A Proof of the Molecular Conjecture

Abstract

To identify flexible/rigid region in a protein is one of the central issues in the field of molecular biology as this could provide insight into its function and a means to predict possible changes of structural flexibility by the environmental factors such as temperature and pH. Several methods were developed for this purpose.

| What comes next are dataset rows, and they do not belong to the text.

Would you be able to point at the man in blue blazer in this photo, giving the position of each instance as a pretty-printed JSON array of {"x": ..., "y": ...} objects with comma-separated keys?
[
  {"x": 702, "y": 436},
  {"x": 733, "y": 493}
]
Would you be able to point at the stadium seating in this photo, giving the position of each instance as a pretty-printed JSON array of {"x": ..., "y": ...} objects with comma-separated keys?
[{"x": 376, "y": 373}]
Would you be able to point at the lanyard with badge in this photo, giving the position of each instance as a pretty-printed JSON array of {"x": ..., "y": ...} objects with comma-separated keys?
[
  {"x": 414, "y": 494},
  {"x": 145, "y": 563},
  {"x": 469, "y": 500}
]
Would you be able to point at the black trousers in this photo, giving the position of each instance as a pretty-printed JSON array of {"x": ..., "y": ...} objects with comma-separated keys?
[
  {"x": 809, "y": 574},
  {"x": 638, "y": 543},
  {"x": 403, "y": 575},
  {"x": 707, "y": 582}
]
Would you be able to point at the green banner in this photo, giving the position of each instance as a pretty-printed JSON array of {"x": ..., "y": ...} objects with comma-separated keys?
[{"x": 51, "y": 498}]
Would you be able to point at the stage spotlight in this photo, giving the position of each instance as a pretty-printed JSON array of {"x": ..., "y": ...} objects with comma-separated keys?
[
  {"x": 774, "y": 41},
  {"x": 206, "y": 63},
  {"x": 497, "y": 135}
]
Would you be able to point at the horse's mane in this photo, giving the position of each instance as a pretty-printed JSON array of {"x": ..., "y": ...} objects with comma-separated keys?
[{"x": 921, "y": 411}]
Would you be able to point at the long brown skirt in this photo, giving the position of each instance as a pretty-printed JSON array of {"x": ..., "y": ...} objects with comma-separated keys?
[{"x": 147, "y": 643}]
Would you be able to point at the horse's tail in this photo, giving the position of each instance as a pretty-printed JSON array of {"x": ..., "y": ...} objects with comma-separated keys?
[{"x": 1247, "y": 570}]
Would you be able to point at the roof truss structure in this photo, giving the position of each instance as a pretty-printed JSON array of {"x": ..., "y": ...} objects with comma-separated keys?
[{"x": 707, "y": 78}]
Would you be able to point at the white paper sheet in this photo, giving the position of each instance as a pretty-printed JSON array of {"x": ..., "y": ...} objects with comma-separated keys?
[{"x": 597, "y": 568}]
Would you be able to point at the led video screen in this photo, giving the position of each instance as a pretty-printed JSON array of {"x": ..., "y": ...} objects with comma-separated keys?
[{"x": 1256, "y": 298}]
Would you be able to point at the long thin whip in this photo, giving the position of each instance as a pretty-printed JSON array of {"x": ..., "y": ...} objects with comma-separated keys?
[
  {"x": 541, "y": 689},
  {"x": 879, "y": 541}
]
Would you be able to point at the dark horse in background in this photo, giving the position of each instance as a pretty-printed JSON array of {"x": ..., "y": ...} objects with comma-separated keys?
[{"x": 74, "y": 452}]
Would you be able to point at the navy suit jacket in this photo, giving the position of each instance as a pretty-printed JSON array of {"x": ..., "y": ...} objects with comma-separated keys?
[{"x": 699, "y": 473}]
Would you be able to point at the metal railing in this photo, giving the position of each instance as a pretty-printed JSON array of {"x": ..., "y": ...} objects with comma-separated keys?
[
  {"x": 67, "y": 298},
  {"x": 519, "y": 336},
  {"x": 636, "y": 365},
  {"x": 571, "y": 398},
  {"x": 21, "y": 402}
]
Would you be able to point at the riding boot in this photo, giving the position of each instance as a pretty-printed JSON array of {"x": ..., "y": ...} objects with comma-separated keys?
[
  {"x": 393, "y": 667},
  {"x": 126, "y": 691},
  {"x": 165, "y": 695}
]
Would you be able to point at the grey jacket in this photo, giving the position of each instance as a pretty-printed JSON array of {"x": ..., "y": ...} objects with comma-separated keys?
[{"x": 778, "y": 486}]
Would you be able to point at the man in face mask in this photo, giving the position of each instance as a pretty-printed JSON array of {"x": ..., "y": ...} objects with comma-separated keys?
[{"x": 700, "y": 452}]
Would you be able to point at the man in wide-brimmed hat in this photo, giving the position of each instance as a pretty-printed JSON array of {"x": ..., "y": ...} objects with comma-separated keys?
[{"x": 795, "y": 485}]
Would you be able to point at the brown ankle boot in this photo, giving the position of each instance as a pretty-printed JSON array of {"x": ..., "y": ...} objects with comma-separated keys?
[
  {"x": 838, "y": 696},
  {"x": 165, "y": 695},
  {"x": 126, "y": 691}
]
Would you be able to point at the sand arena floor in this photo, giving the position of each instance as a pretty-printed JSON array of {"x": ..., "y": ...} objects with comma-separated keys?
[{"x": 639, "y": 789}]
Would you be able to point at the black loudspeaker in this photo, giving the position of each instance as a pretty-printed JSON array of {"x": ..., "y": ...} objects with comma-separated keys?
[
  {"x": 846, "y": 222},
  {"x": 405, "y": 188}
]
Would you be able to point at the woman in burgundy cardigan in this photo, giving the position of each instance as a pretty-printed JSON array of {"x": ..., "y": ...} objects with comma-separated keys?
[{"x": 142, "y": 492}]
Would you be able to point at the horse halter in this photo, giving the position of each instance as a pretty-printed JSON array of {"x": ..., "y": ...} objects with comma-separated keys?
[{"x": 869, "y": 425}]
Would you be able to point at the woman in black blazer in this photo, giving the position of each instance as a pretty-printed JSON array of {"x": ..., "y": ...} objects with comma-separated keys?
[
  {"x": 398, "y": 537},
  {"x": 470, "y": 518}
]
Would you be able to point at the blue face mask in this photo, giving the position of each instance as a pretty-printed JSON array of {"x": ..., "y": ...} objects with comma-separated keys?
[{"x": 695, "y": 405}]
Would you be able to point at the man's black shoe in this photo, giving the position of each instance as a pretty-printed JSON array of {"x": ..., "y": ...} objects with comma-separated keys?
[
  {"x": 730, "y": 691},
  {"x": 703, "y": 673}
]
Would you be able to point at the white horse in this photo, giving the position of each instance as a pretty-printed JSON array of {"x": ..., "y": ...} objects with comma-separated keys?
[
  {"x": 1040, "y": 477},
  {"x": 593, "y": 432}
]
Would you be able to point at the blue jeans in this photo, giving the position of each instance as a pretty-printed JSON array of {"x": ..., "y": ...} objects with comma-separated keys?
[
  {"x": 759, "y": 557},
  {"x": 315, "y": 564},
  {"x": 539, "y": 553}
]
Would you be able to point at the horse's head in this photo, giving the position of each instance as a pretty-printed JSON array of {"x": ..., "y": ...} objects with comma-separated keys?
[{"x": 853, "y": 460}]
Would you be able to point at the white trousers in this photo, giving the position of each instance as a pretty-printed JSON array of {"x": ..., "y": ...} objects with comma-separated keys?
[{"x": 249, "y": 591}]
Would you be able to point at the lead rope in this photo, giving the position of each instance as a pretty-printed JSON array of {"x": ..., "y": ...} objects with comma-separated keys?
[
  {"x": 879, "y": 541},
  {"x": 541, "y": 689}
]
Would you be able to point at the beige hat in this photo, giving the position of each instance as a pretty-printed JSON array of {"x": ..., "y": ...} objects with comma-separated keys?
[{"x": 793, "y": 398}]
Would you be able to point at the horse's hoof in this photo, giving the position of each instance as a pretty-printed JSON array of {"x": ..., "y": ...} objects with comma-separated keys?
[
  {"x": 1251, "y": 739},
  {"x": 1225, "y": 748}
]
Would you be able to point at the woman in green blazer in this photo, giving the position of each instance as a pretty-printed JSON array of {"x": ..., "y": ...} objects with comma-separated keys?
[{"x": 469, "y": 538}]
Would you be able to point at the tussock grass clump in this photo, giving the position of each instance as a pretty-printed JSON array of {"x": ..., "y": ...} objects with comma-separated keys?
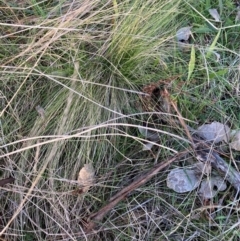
[{"x": 72, "y": 74}]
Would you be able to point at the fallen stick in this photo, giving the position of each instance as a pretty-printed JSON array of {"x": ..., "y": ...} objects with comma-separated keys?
[{"x": 98, "y": 216}]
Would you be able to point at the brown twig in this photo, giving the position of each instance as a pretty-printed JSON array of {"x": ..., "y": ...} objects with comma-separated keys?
[
  {"x": 180, "y": 118},
  {"x": 98, "y": 216}
]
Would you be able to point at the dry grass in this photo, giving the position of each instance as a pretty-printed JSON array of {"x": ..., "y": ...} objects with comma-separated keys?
[{"x": 84, "y": 63}]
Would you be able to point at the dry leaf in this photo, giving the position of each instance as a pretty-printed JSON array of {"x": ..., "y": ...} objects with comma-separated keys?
[
  {"x": 214, "y": 13},
  {"x": 215, "y": 131},
  {"x": 183, "y": 180},
  {"x": 210, "y": 187},
  {"x": 148, "y": 134},
  {"x": 202, "y": 168},
  {"x": 183, "y": 34},
  {"x": 86, "y": 177},
  {"x": 235, "y": 140}
]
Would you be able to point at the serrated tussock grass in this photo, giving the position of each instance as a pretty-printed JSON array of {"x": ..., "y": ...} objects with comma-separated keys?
[{"x": 85, "y": 63}]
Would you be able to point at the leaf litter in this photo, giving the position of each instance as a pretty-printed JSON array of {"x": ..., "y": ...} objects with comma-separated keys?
[{"x": 214, "y": 13}]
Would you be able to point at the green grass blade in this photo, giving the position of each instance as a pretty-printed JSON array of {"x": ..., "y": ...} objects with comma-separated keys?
[
  {"x": 212, "y": 46},
  {"x": 192, "y": 61}
]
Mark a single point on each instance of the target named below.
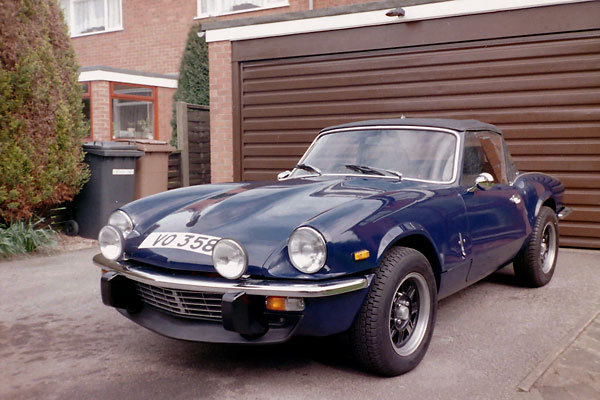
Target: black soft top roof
(455, 124)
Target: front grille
(196, 305)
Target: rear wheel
(534, 266)
(392, 332)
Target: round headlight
(110, 240)
(307, 250)
(230, 259)
(120, 220)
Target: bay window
(91, 16)
(87, 106)
(133, 111)
(217, 7)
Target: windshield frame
(388, 127)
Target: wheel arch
(418, 240)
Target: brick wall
(152, 40)
(100, 100)
(221, 118)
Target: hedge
(41, 120)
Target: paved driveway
(58, 341)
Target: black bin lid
(112, 149)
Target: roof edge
(321, 12)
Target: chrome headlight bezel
(111, 242)
(227, 249)
(307, 236)
(122, 221)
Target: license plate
(202, 244)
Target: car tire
(535, 264)
(391, 334)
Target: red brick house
(280, 70)
(529, 66)
(130, 51)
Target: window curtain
(114, 14)
(88, 16)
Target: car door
(497, 221)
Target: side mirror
(282, 175)
(484, 182)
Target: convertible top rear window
(419, 154)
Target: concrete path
(57, 341)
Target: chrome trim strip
(358, 128)
(564, 212)
(249, 286)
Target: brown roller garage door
(542, 90)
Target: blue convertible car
(377, 222)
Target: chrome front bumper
(165, 280)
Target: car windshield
(419, 154)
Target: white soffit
(111, 76)
(369, 18)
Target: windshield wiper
(365, 169)
(309, 168)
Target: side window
(483, 152)
(493, 150)
(511, 169)
(473, 159)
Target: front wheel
(394, 327)
(534, 266)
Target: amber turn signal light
(361, 255)
(277, 303)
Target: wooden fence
(190, 164)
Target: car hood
(259, 215)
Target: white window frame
(113, 29)
(282, 3)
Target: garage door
(543, 91)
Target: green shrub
(24, 237)
(41, 120)
(192, 86)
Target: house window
(133, 111)
(87, 106)
(91, 16)
(218, 7)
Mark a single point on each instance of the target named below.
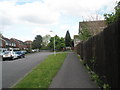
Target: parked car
(9, 55)
(21, 54)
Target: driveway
(14, 70)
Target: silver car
(9, 55)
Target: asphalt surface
(72, 75)
(14, 70)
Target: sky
(24, 19)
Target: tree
(37, 42)
(59, 43)
(68, 39)
(84, 34)
(113, 16)
(45, 40)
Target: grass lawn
(42, 75)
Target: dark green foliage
(85, 34)
(68, 39)
(37, 42)
(113, 16)
(59, 43)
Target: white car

One of standard methods is to model the protein as a geometric graph embedded in ℝ³ by regarding an atom as a vertex and a bond between atoms as an edge with a fixed length. It analyzes the protein’s rigidity by using the theory of structural rigidity. Algorithms such as 3D pebble game were developed for this. Computer software like FIRST (Floppy Inclusions and Rigid Substructure Topography) uses this algorithm. These software are used widely and successfully now. Algorithms used by FIRST and other programs rely their correctness upon the theory of structural rigidity. From the mathematical point of view, however, the correctness proof is incomplete because it relies on the so called ”Molecular Conjecture” which has been a long standing open problem over twenty-five years in the field of combinatorial rigidity. In the past years, however, in spite of the absence of the rigorous proof of the Molecular Conjecture, empirical data have been accumulated that support the conjecture. Recently, we were able to settle the Molecular Conjecture affirmatively in ℝ³ and in higher dimensions and provide the theoretical validity of the algorithms behind such software as FIRST, FRODA, etc.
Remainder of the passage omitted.